De tels matériaux sont connus, ce sont des polymères/alliages à mémoire de forme susceptibles de retrouver leur état initial après déformation, des hydrogels capables de s’étendre ou de se contracter au contact de l’eau, des élastomères à cristaux liquides aux comportements réversibles… « Le concept de la 4D s’apparente au biomimétisme. La nature est évolutive et adaptative : l’idée est d’exploiter, comme elle, les changements d’énergie induits par la lumière, l’humidité, la chaleur… », explique Frédéric Demoly. Pour être intelligents, ces matériaux n’en sont pas moins imparfaits ; ils affichent des limites en termes de propriétés mécaniques, qui restent l’apanage des matériaux classiques.

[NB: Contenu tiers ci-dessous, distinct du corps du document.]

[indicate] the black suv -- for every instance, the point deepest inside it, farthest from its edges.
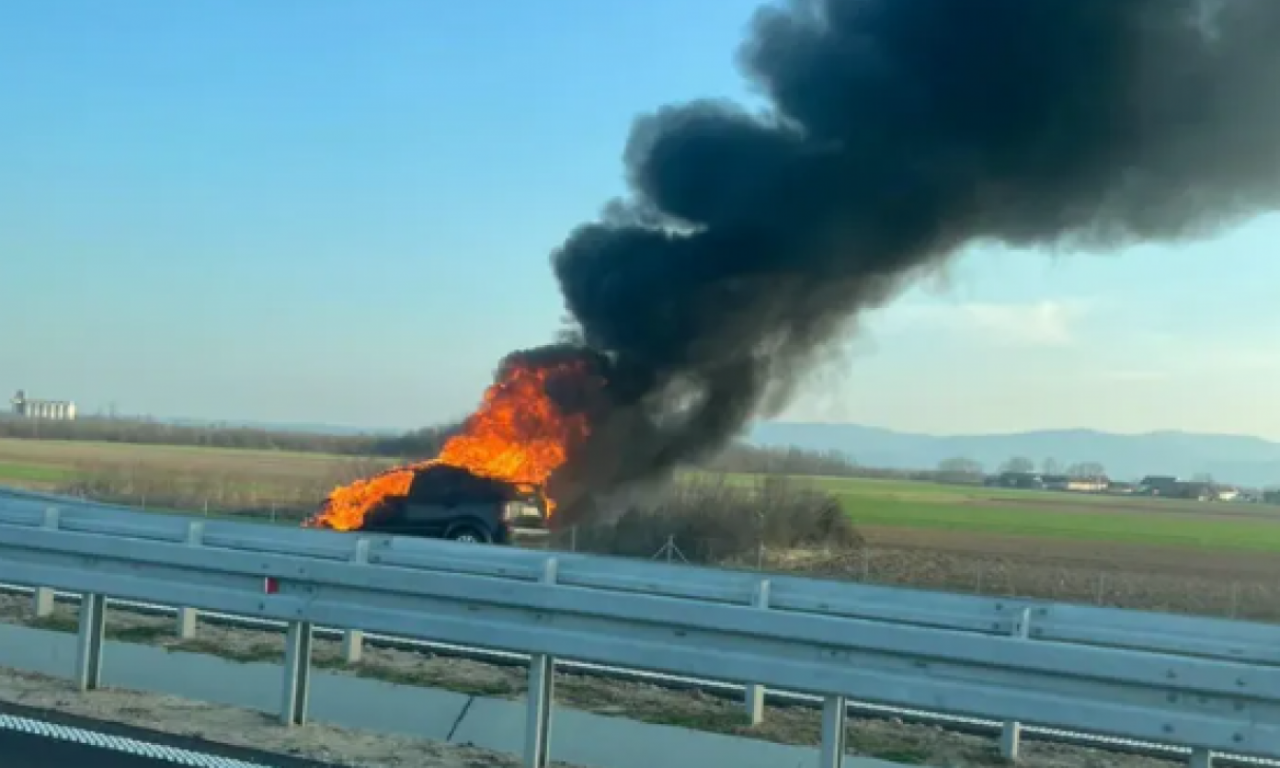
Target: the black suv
(447, 502)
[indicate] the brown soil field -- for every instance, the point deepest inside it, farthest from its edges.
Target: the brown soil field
(1202, 583)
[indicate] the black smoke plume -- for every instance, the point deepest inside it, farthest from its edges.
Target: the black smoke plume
(899, 132)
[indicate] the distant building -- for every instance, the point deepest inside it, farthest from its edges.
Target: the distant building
(45, 410)
(1164, 485)
(1088, 484)
(1024, 480)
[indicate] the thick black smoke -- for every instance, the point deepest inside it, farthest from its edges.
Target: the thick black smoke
(900, 131)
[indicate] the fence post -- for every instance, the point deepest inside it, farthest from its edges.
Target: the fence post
(1011, 732)
(42, 600)
(835, 717)
(187, 617)
(542, 694)
(297, 673)
(88, 643)
(754, 690)
(353, 640)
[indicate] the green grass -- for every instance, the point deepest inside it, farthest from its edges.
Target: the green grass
(1248, 534)
(24, 474)
(1051, 515)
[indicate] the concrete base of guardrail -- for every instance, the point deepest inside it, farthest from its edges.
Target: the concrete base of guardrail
(498, 725)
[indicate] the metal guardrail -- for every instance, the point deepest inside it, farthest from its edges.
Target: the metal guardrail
(1205, 685)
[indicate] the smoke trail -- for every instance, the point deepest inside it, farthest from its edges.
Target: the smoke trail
(900, 131)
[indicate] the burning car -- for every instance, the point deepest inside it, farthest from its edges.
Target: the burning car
(447, 502)
(489, 481)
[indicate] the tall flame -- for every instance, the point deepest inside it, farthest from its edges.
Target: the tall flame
(517, 434)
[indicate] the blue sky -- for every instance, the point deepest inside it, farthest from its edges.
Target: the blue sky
(342, 213)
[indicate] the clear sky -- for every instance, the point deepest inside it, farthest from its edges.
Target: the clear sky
(342, 213)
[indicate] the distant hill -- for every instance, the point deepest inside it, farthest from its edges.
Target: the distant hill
(1230, 458)
(302, 428)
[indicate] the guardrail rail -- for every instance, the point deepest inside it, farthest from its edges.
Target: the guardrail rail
(1210, 686)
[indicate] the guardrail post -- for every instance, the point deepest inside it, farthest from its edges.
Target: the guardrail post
(187, 617)
(353, 640)
(755, 691)
(1011, 732)
(42, 599)
(835, 718)
(542, 694)
(88, 645)
(297, 673)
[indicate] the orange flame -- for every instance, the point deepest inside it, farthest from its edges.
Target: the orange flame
(517, 434)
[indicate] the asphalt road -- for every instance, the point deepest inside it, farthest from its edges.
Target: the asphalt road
(24, 750)
(41, 739)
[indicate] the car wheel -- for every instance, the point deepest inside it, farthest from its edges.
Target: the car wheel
(467, 534)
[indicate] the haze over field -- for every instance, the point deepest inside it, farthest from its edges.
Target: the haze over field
(1229, 458)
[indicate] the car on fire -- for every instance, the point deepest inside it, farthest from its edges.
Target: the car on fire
(447, 502)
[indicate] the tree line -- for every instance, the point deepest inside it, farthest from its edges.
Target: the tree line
(149, 432)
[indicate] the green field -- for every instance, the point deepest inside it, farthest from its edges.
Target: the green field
(231, 480)
(1077, 516)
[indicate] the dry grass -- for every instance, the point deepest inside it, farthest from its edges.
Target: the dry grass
(713, 520)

La stratégie de recherche adoptée par l’équipe de l’ICB est de combiner différents types de matériaux pour déboucher sur des compromis intéressants, entre capacités de transformation et robustesse mécanique.
L’impression 4D est au carrefour de nombreuses disciplines, physique, chimie, génie des procédés, ingénierie, robotique, science des matériaux… Frédéric Demoly et son équipe s’emploient à considérer la technologie qu’ils développent selon le point de vue du concepteur, qui a besoin d’en avoir une vision globale. « Nous sommes aujourd’hui à un moment charnière. Il nous faut monter en maturité pour atteindre la phase industrielle et assurer la pérennité des procédés explorés. » Plusieurs briques technologiques comprenant machine d’assemblage des matériaux, logiciels de programmation et instruments de simulation sont d’ores et déjà au point, et deux demandes de brevets nationaux ont récemment été déposées : des avancées prometteuses, issues de recherches financées par l’État au titre du Programme investissement d’avenir (PIA3), des Programmes et équipements prioritaires de recherche (PEPR) et par le CNRS.
La mise au point de nouveaux matériaux et procédés ne va pas sans questionnements associés. Les chercheurs s’attachent à évaluer les risques éventuels liés au processus de fabrication à chacune de ses étapes, privilégiant le cas échéant les solutions les plus sûres et garantissant la protection des opérateurs. D’un point de vue environnemental, la technologie intègre à son cahier des charges des exigences fortes pour le désassemblage, la réutilisation et le recyclage des matériaux imprimés.
L’impression 4D a été inventée aux États-Unis en 2013, par des équipes du MIT et de l’université du Colorado à Boulder, dont le chercheur Jerry Qi est le plus éminent représentant. L’impression 3D est, elle, née trente ans plus tôt à l’université de Lorraine, en 1984 exactement ; le directeur de recherche Jean-Claude André est l’un de ses co-inventeurs. Depuis des années en lien avec ses deux confrères et leurs équipes, Frédéric Demoly est le troisième sommet d’un triangle basé sur une association solide et fructueuse. La collaboration s’étend aujourd’hui sous forme d’actions structurantes avec des départements de recherche voisins à l’ICB, avec d’autres laboratoires tels que l’Institut FEMTO-ST et avec des groupes de recherche dont des réseaux commencent à se constituer à l’international. Dans ce contexte, la nomination de Frédéric Demoly à l’IUF est un label qui porte le chercheur au rang de porte-parole du domaine de l’impression 4D en France.